La novità matura in serata tra gli uffici del “tagliatore” Enrico Bondi, quelli del ministro della Funzione pubblica Filippo Patroni Griffi e del collega Piero Giarda. Al momento, l’accorpamento non compare nel decreto sulla Spending review messo a punto da Palazzo Chigi per l’approvazione nel Consiglio dei ministri di venerdì. Operazione rinviata, si dice, alla terza fase del percorso a tappe per il recupero di 8-9 miliardi. Il mese prossimo è la dead line per l’accorpamento degli enti intermedi, dopo la prima tappa dei tagli alla Presidenza del Consiglio e la seconda sul resto della pubblica amministrazione. Tutto rinviato cioè per le Province alla riorganizzazione periferica dello Stato (prefetture, questure, sovrintendenze, provveditorati, uffici Inps). Ma in serata lo spiraglio per l’accelerazione. «Stiamo studiando una soluzione che ci consenta di anticipare il capitolo Province al cdm di venerdì» lasciano trapelare da Palazzo Chigi. Ancora solo un’ipotesi sotto esame.

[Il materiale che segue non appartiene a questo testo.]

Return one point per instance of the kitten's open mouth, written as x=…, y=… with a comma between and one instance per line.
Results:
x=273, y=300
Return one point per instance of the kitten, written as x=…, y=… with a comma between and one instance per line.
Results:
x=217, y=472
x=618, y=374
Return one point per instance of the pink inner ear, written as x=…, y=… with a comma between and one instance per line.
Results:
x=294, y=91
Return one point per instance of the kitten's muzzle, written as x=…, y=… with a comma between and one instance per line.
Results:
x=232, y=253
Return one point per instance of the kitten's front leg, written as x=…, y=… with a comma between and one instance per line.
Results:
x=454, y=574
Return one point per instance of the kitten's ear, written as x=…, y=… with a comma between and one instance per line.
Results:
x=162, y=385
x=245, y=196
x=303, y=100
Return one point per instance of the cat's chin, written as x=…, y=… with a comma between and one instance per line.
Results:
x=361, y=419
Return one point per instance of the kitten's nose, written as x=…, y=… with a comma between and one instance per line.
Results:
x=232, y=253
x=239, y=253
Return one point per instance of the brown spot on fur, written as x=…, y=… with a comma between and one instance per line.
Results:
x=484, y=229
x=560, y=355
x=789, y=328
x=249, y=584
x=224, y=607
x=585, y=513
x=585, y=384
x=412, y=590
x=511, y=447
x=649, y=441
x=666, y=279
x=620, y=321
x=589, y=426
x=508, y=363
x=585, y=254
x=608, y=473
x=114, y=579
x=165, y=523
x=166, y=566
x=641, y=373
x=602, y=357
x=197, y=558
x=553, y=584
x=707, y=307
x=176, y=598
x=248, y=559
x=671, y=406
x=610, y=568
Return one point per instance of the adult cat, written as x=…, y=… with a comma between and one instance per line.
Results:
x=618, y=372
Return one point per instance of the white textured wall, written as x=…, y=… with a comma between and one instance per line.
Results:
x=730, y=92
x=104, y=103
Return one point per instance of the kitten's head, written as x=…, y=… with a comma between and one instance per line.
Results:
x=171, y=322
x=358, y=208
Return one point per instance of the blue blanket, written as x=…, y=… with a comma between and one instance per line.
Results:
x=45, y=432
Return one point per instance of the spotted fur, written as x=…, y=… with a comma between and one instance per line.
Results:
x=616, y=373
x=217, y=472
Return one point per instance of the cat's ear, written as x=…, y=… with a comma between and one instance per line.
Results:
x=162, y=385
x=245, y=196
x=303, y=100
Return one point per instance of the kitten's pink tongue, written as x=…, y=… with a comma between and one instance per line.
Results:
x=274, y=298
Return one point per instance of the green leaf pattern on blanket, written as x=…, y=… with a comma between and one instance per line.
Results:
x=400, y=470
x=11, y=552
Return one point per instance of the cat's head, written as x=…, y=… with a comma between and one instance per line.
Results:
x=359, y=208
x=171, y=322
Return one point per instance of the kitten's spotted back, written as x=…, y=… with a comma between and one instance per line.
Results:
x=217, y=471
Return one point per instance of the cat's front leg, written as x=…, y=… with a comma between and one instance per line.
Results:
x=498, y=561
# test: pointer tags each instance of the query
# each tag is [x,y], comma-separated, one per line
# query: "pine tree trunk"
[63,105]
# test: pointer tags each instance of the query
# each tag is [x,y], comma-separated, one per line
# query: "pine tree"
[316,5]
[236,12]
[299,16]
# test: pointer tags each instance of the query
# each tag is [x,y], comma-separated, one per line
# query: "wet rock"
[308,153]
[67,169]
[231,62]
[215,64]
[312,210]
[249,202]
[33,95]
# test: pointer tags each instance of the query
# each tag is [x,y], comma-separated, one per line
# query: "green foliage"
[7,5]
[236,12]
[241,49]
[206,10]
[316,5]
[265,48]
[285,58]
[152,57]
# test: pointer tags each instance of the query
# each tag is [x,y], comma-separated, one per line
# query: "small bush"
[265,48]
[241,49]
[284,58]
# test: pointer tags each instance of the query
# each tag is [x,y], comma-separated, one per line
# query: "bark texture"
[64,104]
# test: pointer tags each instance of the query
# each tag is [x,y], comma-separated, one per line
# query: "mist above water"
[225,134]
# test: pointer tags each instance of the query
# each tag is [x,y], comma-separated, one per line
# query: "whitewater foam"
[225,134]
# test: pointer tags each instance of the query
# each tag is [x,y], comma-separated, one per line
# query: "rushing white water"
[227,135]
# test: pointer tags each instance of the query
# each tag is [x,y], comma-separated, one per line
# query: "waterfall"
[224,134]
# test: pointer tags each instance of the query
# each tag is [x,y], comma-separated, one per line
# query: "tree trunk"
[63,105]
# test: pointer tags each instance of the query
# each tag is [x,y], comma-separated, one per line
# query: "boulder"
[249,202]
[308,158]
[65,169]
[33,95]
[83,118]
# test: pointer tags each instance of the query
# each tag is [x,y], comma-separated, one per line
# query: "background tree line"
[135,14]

Accorpare gli attuali 109 enti — costo 17 miliardi di euro l’anno circa — per ridurne il numero, dunque. A quanti? Sarà proprio l’oggetto del contendere delle prossime 48 ore e sarà una braccio di ferro (con la maggioranza) tutto politico. Tre i requisiti minimi per la sopravvivenza individuati già da tempo dall’esecutivo: i 350 mila abitanti, i 50 comuni sul territorio, i 3 mila chilometri quadrati di estensione. In un primo momento si era detto che, per restare in vita, una Provincia dovesse avere almeno due requisiti su tre. In questo caso si passerebbe da 109 alla metà circa (54, l’ipotesi). Ora non si esclude un ulteriore giro di vite, che potrebbe concretizzarsi nell’obbligo di rispettare tutti e tre i requisiti. Sarebbero una sessantina, a quel punto, gli enti soppressi. Alle Province resterebbero comunque le competenze su strade e ambiente. Salvati i capoluoghi di regione e trasformate le dieci principali Province in «città metropolitane». E intanto, già nella prima versione del decreto, compare il divieto per questi enti di procedere ad assunzioni a tempo indeterminato. «Non sono più sostenibili per lo Stato i costi molteplici delle strutture territoriali» spiegava ieri il viceministro all’Economia, Vittorio Grilli.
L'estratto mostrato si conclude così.